Two former T-Mobile employees have been fined over £70,000 for stealing hundreds of thousands of customer details and selling them to mobile phone contract data resellers.David Turley and Darren Hames pleaded guilty to stealing the details last year, and were sentenced at Chester Crown Court on Friday.
Written by Tom Espiner, Contributor

Two former T-Mobile employees have been fined over £70,000 for stealing hundreds of thousands of customer details and selling them to mobile phone contract data resellers.

David Turley and Darren Hames pleaded guilty to stealing the details last year, and were sentenced at Chester Crown Court on Friday. Turley was ordered to pay £45,000 within six months, or serve an 18 month prison sentence. Hames was ordered to pay £28,700 confiscation costs within half a year, or face a 15 month prison sentence.
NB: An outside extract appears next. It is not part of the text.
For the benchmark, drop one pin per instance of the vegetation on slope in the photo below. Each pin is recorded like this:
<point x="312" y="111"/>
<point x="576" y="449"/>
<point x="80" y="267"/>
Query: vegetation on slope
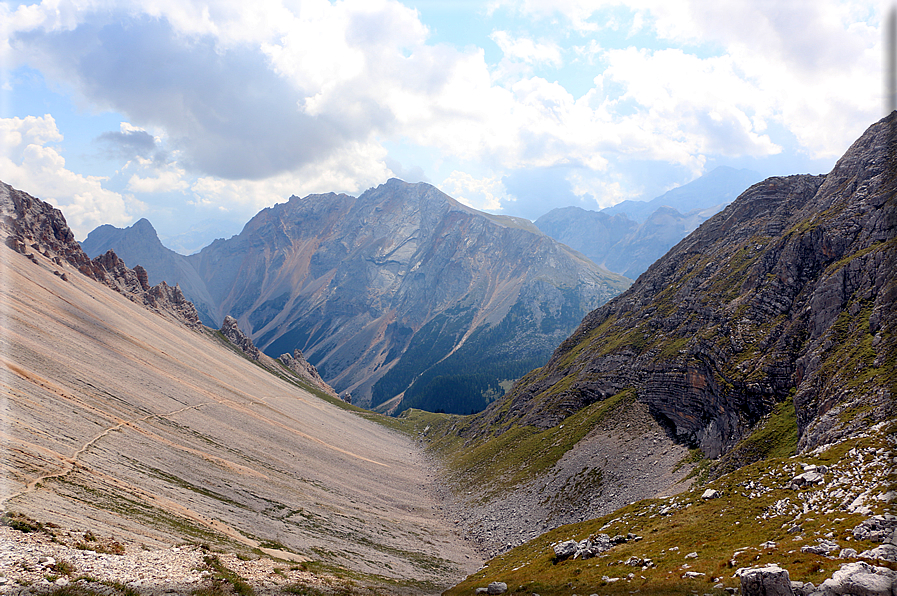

Hames must also pay £500 towards prosecution costs.

"Today's hearing marks the final chapter in an investigation that has exposed the criminals behind a mass illegal trade in lucrative mobile phone contract information," Information Commissioner Christopher Graham said in a statement on Friday (PDF). "It also marks a new chapter of effective deterrents on data crime where the courts will act to recover the ill-gotten gains."

T-Mobile, which initially detected the data theft, criticised its former employees. "We take the protection of customer data extremely seriously," said the company in a statement on Friday. "We welcome the measures taken by the court and hope that this serves as a significant warning to those who seek to profit from unlawfully obtaining customer data."

Hames had access to the data as part of his job as sales manager for the West Midlands region, a T-Mobile spokesperson told ZDNet UK on Friday. T-Mobile has put measures in place to mitigate against data theft, the spokesperson added.

Hames sold the data to Turley, who was a former T-Mobile sales manager. Turley then sold the information on to data brokers.

The prosecution said that between the end of 2007 and December 2008, Hames stole the details of 556,355 T-Mobile customers from the company's database, according to a summary of the case (PDF). Hames sold batches of 20,000 to 30,000 records at a time, at least eight times in the 12 month period. Hames admitted that Turley paid around £30,000 for the data.